At Corkscrew Swamp, Northern Parulas [middle and left] were busy singing and establishing breeding territories. Black and white warblers, together with Indigo Bunting and Blue-headed Vireo [lower left and right] , were passing through to their breeding grounds in woods up North.


Besides Palm Warbler [middle] and Common Yellowthroat [lower left], waterthrushes were also found in the Swamp. One diagnostic feature, as highlighted in the photographs, is the throat streaking -- heavy in the Northern and clear in the Louisiana.

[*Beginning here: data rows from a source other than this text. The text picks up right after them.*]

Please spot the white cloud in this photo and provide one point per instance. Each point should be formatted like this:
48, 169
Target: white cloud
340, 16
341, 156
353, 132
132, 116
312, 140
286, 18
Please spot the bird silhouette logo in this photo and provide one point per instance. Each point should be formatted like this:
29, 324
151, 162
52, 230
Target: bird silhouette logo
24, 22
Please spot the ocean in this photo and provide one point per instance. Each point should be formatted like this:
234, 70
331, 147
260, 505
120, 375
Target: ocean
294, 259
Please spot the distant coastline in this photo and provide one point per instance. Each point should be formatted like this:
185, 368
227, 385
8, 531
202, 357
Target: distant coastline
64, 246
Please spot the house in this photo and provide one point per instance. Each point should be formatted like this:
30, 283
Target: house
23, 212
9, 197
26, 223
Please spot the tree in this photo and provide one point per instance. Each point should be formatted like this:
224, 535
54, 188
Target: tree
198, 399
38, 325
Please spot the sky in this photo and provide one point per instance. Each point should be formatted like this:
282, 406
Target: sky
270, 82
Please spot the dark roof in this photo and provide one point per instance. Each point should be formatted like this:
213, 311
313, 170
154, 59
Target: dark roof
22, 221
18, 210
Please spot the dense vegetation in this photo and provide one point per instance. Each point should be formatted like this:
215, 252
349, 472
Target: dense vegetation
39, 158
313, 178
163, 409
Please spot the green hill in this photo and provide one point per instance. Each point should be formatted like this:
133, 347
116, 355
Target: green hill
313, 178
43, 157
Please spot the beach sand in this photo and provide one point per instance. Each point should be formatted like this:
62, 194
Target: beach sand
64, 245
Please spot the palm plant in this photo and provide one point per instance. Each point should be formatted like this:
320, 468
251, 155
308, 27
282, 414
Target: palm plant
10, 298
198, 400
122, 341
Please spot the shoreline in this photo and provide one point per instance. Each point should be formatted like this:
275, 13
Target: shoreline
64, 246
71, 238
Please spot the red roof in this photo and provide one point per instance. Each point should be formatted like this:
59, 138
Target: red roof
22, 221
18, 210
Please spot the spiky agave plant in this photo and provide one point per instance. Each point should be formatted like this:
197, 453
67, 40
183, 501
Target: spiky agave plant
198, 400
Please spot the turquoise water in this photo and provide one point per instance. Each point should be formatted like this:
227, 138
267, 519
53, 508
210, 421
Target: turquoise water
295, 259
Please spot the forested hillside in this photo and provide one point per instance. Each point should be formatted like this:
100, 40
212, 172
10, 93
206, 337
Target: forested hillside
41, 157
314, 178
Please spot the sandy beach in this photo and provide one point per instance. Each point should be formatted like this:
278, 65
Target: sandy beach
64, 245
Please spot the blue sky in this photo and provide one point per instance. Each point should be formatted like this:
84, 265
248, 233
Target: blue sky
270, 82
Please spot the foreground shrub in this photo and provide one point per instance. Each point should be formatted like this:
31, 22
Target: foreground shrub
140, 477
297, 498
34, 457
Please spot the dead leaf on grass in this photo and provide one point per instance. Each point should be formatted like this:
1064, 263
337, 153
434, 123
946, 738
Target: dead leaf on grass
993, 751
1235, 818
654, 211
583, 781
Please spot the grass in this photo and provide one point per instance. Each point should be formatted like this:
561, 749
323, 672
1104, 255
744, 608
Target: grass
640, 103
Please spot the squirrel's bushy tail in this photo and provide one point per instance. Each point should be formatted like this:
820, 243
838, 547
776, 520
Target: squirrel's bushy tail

The other is the buffier white of the Northern vs. clear white of the Louisiana.


One note to DSLR users -- if you've had your camera in "DR" (dynamic range optimization) mode to prevent highlight clipping at the beach, remember to turn it off when shooting in the shade as this will introduce noise and blur detail in your images.


Burrowing owls are small [hardly bigger than an American Robin] and extremely photogenic. They can be found relatively easily owing to their fidelity to their burrows which they reuse every year for breeding. These individuals were found on Marco Island.

Southwest Florida is the perfect April destination given the variety of habitats and species that can be found.